Friday, January 1, 2010

the week from hell.

this week has been riddled with illness after illness. i'm so done with it all. it started with zander getting sick and it going into a sinus infection...not an ear infection. the after hours doctor was crazy. the next day z woke up vomiting and jade had not slept all night so i took them both in. the stupid P.A. said that z was gagging on his snot and that jade was fine. that night z started feeling better but jade was up ALL NIGHT...so the following evening ben took jade in to after hours pediatrics and they said she had the worst ear infection they'd seen in a while. ok so in 24 hours she went from nothing to a raging ear infection?! doubtful....stupid P.A. then the next night ronan got really sick and wasn't sleeping. he was coughing and weezing. so i had to take him to after hours by myself with ALL the kids cause ben wasn't out from work yet and it was the only appointment. we got there and they confirmed ro was wheezing and that his oxygen levels were low. so they did a breathing treatment there (did i mention i was there with three kids...) and gave us more antibiotics and an inhaler. and then she warned me the meds in the inhaler and the breathing treatment were going to make him hyper. aka...CRAZY! then the next night (that's thursday night in case you've lost track...yes that's tues, wed. and thur night) i went to the urgent care cause my ear was killing me and i couldn't stop coughing. cause i had been sick all week too. a fever for three days all while trying to take care of my sick kids. its been great let me tell you....anyways, apparently no ear infection for me, just really big glands pushing on my ear. but i did get the good stuff cough meds...yea for that. so now we are slowly on the mend. its been a long week. i did things i didn't think i was capable of while being so sick. like running from ronans room to jades room while they both cried during their naps from being so sick...and then i sat outside the room and bawled from being so sick myself. but man, God does give you strength in your weakness. i had lots of people praying for me and it was greatly felt.

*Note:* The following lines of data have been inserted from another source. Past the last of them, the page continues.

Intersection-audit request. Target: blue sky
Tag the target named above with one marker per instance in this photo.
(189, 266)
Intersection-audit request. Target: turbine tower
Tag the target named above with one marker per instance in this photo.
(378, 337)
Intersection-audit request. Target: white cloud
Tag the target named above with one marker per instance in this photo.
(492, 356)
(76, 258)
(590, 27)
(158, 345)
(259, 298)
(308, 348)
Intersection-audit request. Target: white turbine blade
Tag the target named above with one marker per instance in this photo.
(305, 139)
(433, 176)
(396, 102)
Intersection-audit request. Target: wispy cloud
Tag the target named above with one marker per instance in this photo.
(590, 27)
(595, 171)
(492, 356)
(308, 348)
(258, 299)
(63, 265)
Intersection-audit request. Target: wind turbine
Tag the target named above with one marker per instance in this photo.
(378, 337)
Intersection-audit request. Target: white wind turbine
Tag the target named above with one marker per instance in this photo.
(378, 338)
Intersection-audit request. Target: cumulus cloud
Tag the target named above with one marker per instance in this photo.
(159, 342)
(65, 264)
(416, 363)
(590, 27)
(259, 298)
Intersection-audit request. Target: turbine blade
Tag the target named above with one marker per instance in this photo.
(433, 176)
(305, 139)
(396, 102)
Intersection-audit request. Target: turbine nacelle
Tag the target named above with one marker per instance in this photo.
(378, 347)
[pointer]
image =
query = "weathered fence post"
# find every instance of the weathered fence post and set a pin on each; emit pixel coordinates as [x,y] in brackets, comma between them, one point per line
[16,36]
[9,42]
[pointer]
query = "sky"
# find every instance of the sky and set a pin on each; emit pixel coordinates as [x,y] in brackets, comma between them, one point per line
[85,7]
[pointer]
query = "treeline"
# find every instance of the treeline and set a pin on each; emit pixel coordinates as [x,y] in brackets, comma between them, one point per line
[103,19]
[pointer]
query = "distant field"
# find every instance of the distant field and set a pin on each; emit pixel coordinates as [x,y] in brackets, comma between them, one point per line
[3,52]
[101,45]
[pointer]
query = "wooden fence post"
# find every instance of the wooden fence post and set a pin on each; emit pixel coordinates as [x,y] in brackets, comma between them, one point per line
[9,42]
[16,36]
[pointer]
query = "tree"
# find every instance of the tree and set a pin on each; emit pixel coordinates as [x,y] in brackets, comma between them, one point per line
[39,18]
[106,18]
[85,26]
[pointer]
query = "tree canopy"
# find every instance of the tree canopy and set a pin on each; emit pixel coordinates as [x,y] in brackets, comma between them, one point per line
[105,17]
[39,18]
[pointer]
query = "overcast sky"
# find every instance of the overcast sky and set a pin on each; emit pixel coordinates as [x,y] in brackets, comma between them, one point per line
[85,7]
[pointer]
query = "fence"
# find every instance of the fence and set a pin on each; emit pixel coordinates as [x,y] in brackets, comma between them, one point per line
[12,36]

a funny story about today. we went to fuddruckers for lunch cause we all really needed to get out of the house. well i was on the phone talking to my friend ann and holding jade on my hip. ben was watching the boys play. he came up and took jade and i sort of saw him say to her, "are you stinky jade?" then he pulls her up and sees the poop running down her leg...then his shirt....all covered with yellow poop....then i realize i should also look down...yup, all over my sweatshirt...i screamed to ann that i had to go and ran to the bathroom. but to make matters worse, i had ONE wipe left in my case. ONE WIPE! thats what you get for staying home for a week...you forget to check the diaper bag. so i had to get creative. her sock, her pants, then i got a poor little girl standing in horror watching me, to get paper towels and wet them for me. eventually i got her cleaned up. a quick run to target and ben, jade, and i were all poop free. gotta love antibiotics.